Unsupervised Learning:k-means algorithm

Last Update:2016-02-29 Source: Internet

Author: User

Developer on Alibaba Coud: Build your first app with APIs, SDKs, and tutorials on the Alibaba Cloud. Read more ＞

K-means algorithm is one of the most popular and most used clustering algorithms at present.

K-means algorithm

If we want to divide the green points into two categories, first randomly select two cluster centroids ( the Cluster Center) and then iterate (loop) to do two things: Cluster assignment and move centroids (Figure 1)

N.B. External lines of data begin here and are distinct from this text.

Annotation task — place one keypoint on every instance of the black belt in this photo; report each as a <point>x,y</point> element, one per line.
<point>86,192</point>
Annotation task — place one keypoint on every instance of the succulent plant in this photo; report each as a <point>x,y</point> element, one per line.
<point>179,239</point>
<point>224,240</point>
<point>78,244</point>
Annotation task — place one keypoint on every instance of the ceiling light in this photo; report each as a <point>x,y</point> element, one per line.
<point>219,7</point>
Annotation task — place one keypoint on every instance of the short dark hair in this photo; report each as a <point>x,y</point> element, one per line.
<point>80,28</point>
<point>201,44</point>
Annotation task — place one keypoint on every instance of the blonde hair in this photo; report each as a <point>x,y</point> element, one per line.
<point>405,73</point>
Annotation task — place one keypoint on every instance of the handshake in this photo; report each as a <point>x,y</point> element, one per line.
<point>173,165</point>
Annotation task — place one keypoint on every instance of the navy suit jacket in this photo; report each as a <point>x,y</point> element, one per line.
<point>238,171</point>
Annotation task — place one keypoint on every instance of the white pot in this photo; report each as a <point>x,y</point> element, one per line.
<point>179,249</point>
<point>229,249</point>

cluster Assignment: then each sample in the training set, based on the cluster centroid that is near or blue from the red cluster centroid is recently allocated cluster. (Fig. 2)

move Centroids: then calculates the position of all the red dots as the new cluster centroid, and the position of all the blue points calculates the mean as the new cluster centroid. (Fig. 3)

Cluster Assignment: Re-distributes (depending on distance) The cluster of each sample according to the new cluster centroids (Figure 4)

Move Centroids: After reassigning the clusters, calculate the average of each cluster as the new cluster centroids. (Fig. 5)

We continue to iterate and find that the cluster centroids and assigned cluster no longer change, meaning that the K-means algorithm converges , that is, two cluster found in this data. This is the end of the work.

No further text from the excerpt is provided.